# texbasiertes Menü (TUI) erstellen



## DarkJedi (29. Mai 2004)

Hallo erstmal!

Ich würde gerne in Java ein textbasiertes Menu (Textual User Interface) erstellen, weiß aber irgendwie nicht, wie ich das in Java angehen soll. 

In C/C++ ist mir das schon gelungen, aber leider nicht in Java 
Vielleicht kann mir ja einer von Euch ja ein paar Tipps geben.
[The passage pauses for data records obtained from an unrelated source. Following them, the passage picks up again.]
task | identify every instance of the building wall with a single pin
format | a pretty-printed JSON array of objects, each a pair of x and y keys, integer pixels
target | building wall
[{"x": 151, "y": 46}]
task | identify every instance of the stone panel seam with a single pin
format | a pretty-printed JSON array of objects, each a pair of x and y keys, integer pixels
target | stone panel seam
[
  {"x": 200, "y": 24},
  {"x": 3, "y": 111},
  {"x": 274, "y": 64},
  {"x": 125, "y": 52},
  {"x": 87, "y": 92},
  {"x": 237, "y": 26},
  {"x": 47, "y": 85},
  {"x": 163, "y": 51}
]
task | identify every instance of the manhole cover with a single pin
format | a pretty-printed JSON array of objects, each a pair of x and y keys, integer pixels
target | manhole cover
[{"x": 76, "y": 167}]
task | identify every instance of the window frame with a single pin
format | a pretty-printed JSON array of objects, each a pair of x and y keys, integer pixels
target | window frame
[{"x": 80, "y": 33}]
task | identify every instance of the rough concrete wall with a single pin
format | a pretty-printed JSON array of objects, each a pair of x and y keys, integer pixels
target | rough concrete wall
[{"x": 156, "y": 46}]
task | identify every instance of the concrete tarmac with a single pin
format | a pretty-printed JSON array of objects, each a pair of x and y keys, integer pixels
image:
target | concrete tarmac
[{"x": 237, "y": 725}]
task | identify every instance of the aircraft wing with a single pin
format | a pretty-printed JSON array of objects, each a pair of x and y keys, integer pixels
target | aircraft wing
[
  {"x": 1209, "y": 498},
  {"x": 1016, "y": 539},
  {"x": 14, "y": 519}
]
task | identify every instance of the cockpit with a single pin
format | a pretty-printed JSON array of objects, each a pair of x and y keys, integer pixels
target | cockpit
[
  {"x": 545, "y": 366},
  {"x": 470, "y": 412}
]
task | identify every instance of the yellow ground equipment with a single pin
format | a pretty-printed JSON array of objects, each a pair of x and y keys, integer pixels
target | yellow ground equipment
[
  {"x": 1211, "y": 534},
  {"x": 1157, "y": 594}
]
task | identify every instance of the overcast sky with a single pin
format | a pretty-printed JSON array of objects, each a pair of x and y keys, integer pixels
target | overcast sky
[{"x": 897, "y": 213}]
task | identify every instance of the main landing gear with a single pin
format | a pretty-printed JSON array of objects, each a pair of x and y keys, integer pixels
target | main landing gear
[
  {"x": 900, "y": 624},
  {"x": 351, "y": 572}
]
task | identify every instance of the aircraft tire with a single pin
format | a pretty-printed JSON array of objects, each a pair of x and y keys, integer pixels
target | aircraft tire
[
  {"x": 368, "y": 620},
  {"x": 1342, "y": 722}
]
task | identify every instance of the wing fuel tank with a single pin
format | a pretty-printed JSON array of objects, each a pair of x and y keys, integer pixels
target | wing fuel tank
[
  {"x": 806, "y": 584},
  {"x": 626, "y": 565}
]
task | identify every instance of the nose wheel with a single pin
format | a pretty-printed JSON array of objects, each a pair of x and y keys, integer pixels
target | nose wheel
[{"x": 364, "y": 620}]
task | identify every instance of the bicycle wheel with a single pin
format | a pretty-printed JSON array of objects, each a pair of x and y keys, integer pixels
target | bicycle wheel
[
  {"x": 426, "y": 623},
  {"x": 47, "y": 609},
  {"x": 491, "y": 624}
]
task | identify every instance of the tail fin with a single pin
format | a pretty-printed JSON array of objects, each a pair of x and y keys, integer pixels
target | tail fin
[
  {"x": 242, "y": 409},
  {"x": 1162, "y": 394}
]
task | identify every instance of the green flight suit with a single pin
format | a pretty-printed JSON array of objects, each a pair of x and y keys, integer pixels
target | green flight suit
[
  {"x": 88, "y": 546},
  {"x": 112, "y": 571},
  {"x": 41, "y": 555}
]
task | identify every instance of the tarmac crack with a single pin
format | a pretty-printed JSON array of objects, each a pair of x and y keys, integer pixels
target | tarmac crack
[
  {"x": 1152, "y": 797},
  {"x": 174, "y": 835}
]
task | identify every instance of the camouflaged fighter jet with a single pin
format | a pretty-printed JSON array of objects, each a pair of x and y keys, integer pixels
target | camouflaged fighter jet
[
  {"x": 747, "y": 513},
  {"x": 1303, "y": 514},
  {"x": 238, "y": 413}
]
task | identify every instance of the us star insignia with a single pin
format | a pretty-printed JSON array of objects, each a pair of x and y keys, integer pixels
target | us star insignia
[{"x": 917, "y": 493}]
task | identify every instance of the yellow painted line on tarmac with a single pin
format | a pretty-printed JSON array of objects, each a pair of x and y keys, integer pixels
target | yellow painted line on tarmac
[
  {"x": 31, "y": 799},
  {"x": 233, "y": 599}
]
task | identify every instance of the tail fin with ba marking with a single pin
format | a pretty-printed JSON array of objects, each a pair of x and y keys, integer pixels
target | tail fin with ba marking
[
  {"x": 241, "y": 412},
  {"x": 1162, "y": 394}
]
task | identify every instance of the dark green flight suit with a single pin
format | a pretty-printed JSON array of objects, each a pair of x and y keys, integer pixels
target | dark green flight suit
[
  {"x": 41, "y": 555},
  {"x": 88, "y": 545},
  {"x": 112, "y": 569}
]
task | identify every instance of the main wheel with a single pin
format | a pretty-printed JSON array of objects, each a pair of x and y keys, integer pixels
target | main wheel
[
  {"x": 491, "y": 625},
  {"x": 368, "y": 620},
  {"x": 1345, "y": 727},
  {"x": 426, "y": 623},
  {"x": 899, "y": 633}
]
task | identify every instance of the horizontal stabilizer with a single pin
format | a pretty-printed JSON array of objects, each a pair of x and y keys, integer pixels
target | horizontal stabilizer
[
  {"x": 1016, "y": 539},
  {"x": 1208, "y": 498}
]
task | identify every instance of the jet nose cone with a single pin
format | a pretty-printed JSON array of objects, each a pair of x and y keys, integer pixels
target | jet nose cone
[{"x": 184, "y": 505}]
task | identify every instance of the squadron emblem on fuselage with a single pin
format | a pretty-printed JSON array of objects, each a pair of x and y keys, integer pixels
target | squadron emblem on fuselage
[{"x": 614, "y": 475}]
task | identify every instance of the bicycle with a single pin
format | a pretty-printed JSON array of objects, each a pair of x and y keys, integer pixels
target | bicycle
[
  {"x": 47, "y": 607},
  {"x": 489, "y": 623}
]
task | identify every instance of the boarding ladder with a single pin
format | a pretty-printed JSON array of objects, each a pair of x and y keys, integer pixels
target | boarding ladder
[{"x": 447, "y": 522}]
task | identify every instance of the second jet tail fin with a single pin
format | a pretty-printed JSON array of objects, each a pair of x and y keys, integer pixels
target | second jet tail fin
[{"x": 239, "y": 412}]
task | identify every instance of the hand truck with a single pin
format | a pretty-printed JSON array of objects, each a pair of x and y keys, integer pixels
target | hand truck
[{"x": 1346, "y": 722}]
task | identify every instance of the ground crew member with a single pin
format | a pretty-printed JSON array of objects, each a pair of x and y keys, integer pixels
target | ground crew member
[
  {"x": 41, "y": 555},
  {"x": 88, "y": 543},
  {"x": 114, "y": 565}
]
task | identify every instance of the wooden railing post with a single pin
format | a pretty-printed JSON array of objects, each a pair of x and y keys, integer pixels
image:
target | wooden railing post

Es wäre super, wenn jemand einen kleinen Beispielcode für ein einfaches Textmenu hätte


MfG

DarkJedi


----------



## Snape (29. Mai 2004)

> _Original geschrieben von DarkJedi _
> *Hallo erstmal!
> 
> Ich würde gerne in Java ein textbasiertes Menu (Textual User Interface) erstellen, weiß aber irgendwie nicht, wie ich das in Java angehen soll.
> ...



Ehrlich gesagt kann ich mir darunter nichts vorstellen. Kannst Du das mal näher beschreiben oder ein Screenshot o.ä. zeigen?


----------



## JohannesR (29. Mai 2004)

Ich vermute, dass du eine Shell-ähnliche umgebung meinst, in der sicher der User bewegen kann? So in der Art wie in einem Textadventure?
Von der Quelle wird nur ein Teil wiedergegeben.